A couple of weeks ago, my wife and daughter and I heard a knock on the door of our hotel room in Nanxiang, China, and opened it. Talk about room service. Two smiling people from an orphanage put our new baby into our arms. Her name is Lena(ph) and she’s beautiful. We began to cry.

sc0124b9b3But in the next instant, my wife blurted out what was on both our minds – Lee Na didn’t look like her picture. The thumb-sized portrait we’ve received from the orphanage showed a chubby baby with apple cheeks sitting in a field of yellow flowers, puffy pink pants pulled up to her chin.

This baby put in our arms seemed smaller, even a little pale. Dire thoughts flashed in our minds that we’ve been given the wrong baby. Would those people be back in five minutes or five hours with embarrassed grins to say, whoops, our mistake, hope you didn’t get too attached.

My wife and I rolled our eyes up and down Lena’s tiny limbs, looking for clues while she kicked and cried. Finally, our daughter Elise(ph) reached her arms out to our new child with a gentleness with which I’ve never seen her reach for a cookie or her cat, and said it doesn’t matter. It doesn’t detract from the love I have for my wife or mother to say that in that moment, I knew a love for our oldest daughter that is more fierce, deep and true than anything I’ve ever felt.
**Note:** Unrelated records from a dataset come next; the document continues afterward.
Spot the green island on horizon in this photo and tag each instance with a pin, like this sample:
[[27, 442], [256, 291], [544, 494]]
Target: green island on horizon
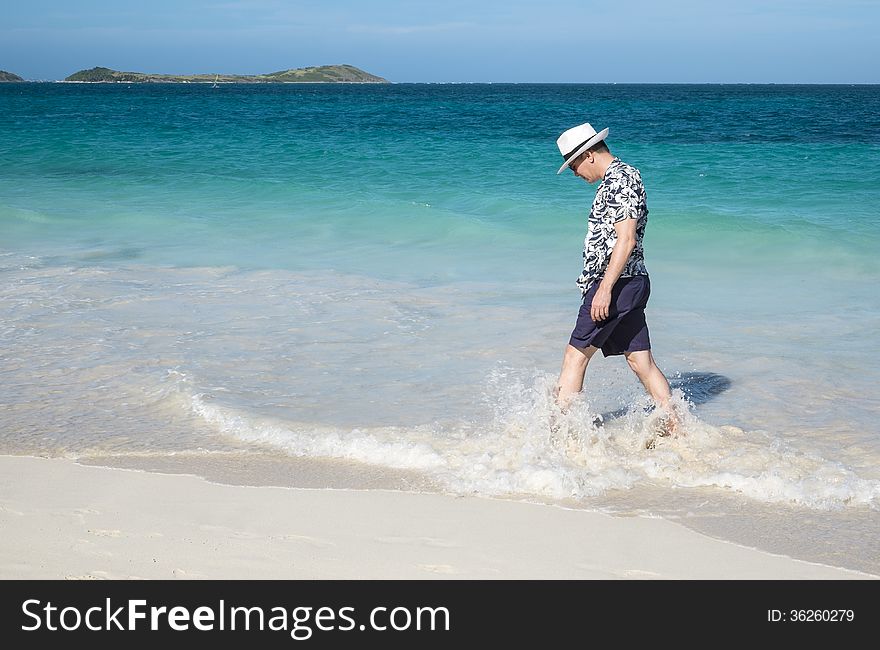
[[8, 76], [316, 74]]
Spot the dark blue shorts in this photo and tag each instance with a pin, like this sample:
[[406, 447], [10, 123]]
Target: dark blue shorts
[[625, 329]]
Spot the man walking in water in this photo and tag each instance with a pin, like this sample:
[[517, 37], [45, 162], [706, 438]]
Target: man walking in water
[[614, 283]]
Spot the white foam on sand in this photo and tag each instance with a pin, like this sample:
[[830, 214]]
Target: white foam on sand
[[63, 520], [516, 454]]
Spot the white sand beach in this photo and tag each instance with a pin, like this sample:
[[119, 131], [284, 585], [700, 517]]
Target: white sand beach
[[62, 520]]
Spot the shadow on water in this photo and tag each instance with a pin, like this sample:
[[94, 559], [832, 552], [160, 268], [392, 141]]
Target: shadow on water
[[698, 388]]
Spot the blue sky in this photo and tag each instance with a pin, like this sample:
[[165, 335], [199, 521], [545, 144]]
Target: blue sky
[[635, 41]]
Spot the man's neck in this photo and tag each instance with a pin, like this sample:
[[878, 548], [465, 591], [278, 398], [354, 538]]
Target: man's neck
[[604, 160]]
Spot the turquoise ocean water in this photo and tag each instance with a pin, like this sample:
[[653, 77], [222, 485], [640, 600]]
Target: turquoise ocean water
[[372, 285]]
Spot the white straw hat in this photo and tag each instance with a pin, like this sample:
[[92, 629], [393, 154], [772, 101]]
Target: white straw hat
[[577, 140]]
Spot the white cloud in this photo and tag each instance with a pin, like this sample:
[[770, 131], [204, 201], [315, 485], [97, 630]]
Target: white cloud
[[407, 29]]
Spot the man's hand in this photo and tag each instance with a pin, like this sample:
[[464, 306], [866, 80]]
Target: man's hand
[[600, 305]]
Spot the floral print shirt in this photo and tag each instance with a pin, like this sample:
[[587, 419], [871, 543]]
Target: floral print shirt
[[619, 196]]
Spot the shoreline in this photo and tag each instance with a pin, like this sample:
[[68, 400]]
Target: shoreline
[[64, 520]]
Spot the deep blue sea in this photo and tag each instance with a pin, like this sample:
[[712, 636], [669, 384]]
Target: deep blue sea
[[372, 285]]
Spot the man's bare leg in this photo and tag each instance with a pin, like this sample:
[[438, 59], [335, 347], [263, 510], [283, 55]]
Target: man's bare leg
[[571, 377], [652, 378]]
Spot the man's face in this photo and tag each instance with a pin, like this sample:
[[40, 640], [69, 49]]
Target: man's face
[[583, 166]]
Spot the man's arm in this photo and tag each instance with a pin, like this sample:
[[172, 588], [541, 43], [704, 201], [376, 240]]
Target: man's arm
[[623, 248]]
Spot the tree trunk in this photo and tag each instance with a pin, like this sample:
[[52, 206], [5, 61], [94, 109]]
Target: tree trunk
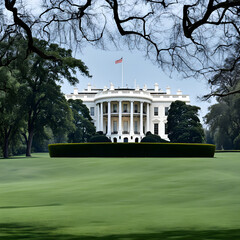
[[5, 147], [29, 143]]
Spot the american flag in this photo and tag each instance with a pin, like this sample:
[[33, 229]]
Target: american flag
[[118, 61]]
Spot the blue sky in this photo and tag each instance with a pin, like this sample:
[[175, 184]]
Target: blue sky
[[103, 69]]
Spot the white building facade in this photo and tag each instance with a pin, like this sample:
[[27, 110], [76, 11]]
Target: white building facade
[[124, 114]]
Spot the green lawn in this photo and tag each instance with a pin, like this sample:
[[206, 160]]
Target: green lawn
[[120, 198]]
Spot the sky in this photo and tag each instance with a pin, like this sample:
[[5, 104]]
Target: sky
[[136, 69]]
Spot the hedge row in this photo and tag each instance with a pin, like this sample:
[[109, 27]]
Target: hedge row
[[131, 150]]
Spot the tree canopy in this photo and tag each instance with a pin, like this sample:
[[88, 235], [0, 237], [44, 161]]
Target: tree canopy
[[31, 97], [183, 123], [191, 36], [223, 118]]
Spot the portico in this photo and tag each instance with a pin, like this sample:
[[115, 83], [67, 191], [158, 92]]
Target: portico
[[126, 114], [123, 120]]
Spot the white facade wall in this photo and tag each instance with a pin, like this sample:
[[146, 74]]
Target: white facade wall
[[142, 110]]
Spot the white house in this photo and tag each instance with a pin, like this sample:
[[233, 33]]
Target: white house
[[125, 114]]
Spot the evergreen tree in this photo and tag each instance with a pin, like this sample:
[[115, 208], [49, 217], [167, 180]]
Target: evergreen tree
[[183, 123]]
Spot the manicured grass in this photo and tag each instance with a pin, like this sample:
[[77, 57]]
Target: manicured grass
[[120, 198]]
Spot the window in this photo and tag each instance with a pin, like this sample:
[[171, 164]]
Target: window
[[135, 126], [114, 126], [166, 111], [92, 111], [135, 108], [114, 107], [156, 128], [125, 126], [166, 128], [124, 107]]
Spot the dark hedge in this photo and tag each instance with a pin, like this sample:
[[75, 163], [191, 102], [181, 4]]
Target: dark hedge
[[99, 138], [131, 150]]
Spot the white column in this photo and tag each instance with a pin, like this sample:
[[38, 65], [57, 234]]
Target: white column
[[97, 117], [109, 119], [147, 117], [141, 118], [120, 118], [101, 116], [131, 119]]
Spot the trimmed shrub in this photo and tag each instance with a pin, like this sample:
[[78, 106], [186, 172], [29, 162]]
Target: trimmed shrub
[[131, 150], [152, 138], [99, 138], [149, 138]]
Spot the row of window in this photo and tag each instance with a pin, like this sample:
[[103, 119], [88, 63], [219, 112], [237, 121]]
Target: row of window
[[156, 111], [125, 109], [156, 127]]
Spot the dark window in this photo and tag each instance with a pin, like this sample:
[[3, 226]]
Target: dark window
[[124, 107], [114, 108], [166, 111], [92, 111], [135, 108], [166, 128], [156, 128]]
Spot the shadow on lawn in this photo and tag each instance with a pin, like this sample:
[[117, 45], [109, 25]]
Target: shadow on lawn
[[18, 232]]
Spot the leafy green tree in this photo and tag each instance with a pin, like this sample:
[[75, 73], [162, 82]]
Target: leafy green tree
[[183, 123], [84, 127], [11, 118], [39, 96], [223, 120]]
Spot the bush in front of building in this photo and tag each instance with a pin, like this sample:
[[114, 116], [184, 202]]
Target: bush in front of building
[[152, 138], [131, 150]]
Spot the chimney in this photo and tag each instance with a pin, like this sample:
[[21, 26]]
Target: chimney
[[179, 92], [89, 87], [75, 91], [111, 86], [168, 90]]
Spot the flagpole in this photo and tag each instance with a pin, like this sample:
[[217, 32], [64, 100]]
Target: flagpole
[[122, 73]]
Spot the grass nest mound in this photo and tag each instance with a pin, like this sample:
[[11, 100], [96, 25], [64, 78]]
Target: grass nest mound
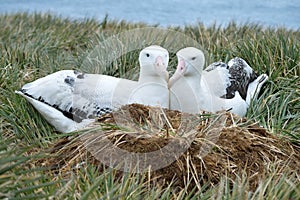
[[177, 148]]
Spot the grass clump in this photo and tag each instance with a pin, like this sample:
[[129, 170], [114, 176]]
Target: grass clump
[[34, 163]]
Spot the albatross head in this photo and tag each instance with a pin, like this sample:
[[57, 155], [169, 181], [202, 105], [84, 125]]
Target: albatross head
[[154, 62], [190, 64]]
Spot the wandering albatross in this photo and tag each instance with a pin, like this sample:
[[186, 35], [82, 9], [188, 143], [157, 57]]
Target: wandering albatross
[[218, 87], [70, 100]]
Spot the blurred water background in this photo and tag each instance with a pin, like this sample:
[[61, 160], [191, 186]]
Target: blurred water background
[[274, 13]]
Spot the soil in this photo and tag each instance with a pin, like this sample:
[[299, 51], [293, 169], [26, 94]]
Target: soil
[[200, 149]]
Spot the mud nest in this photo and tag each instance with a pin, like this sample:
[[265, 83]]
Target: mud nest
[[177, 147]]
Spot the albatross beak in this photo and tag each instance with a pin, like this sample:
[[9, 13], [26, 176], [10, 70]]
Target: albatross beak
[[159, 62], [161, 67]]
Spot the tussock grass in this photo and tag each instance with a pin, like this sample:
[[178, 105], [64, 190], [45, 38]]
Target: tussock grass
[[34, 45]]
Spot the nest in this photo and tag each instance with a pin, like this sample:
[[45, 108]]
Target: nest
[[177, 148]]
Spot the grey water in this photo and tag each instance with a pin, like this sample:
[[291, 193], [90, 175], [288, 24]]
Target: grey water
[[269, 13]]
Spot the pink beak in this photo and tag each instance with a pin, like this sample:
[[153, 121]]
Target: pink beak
[[181, 66], [159, 62]]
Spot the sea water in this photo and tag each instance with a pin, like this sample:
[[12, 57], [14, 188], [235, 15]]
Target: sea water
[[270, 13]]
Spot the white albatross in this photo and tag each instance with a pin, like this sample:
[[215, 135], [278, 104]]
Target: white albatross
[[218, 87], [70, 100]]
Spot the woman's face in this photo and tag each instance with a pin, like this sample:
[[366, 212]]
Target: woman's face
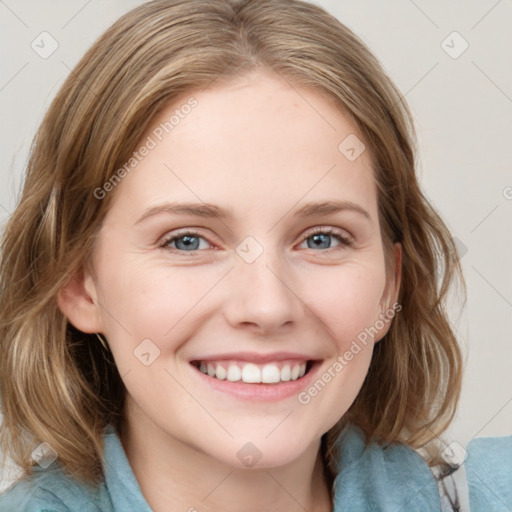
[[252, 292]]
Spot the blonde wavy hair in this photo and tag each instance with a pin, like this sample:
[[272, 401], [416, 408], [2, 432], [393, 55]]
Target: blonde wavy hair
[[58, 384]]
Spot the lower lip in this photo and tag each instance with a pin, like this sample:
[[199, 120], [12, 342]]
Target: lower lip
[[260, 392]]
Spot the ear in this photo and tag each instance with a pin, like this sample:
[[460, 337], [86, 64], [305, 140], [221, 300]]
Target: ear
[[77, 300], [388, 304]]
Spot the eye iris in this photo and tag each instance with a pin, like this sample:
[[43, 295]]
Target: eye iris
[[317, 238], [188, 245]]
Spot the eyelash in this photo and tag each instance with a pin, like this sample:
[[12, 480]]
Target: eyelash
[[344, 240]]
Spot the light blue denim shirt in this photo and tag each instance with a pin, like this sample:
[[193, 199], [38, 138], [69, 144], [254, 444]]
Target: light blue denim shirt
[[371, 479]]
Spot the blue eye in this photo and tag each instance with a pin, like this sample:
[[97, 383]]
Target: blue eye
[[320, 238], [189, 241], [185, 241]]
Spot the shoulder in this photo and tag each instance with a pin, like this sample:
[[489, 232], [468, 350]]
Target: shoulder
[[52, 490], [489, 473], [376, 477]]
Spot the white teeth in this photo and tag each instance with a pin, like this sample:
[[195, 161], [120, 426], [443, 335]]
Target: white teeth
[[234, 373], [251, 373], [221, 372], [270, 374], [286, 374], [254, 374]]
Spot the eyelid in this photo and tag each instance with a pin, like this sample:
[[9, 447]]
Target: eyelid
[[345, 238]]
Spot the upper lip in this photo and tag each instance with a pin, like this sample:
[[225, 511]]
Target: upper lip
[[254, 357]]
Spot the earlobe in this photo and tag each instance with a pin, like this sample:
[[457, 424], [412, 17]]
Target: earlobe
[[77, 301], [389, 303]]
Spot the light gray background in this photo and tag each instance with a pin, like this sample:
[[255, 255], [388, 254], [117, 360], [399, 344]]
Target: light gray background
[[463, 112]]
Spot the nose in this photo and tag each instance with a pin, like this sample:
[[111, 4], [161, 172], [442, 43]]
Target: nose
[[262, 297]]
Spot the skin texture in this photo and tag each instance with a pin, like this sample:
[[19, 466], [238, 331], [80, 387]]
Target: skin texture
[[261, 149]]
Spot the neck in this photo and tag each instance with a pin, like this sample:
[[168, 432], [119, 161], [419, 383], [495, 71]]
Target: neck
[[175, 476]]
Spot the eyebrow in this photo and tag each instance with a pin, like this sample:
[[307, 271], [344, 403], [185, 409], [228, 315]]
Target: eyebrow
[[207, 210]]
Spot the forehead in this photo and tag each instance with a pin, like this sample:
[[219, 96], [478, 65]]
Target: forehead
[[256, 141]]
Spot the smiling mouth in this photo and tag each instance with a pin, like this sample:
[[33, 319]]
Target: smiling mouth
[[250, 373]]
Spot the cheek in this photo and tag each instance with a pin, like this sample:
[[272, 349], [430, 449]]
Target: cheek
[[347, 301]]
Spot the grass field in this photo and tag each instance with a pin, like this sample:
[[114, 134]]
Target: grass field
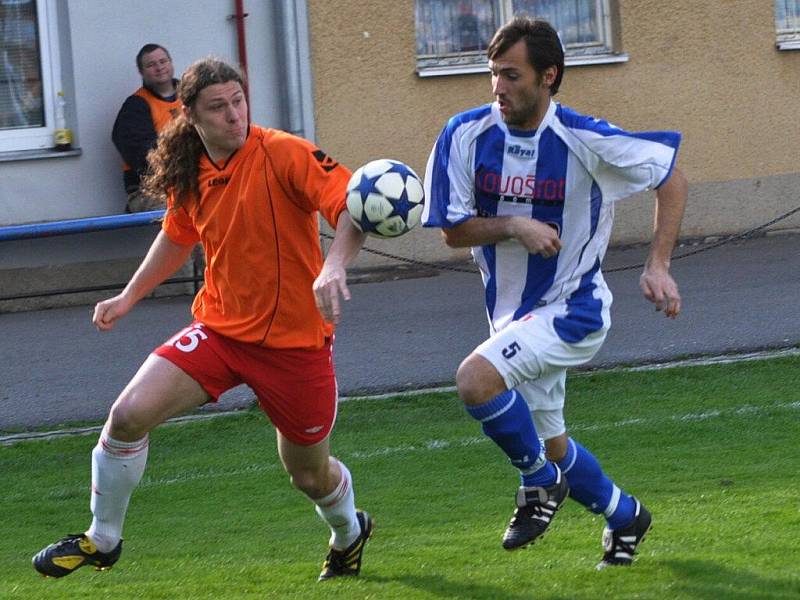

When Lena was restive and distressed over the next few days, Elise was often the one to settle and comfort her. She’d put her own small hand on her sister’s downy head as if to say, look, our father is silly but you can train him to do anything you want, and our mother is smart and beautiful. Don’t worry. I’m your sister.

And in those moments, the kind of platitudes people are usually embarrassed to utter with a straight face suddenly looked this big, bright and undeniable as the sun and moon. Race, blood, lineage and nationality don’t matter. They’re just the way small minds keep score. All that matters about blood is that it’s warm and beats to her loving heart.

Now I know our girls will fuss and contend as they grow up. But when Elise saw a child enter her life in tears, this little girl who was once herself given up, reached out with instinct of tenderness.

My wife took Lena and Elise into the bedroom, the two grinning orphanage officials sat me down with the sheet or forms. No words I ever put into an essay or a novel will be as precious to me as the ones I wrote. It will probably rest forever unread in the deep files (unintelligible) as bureaucracy. Why do you want to adopt this child?, the form asked. And I answered, we love our first daughter so much that we wanted to get her the best present in the world – a sister to come along for the ride.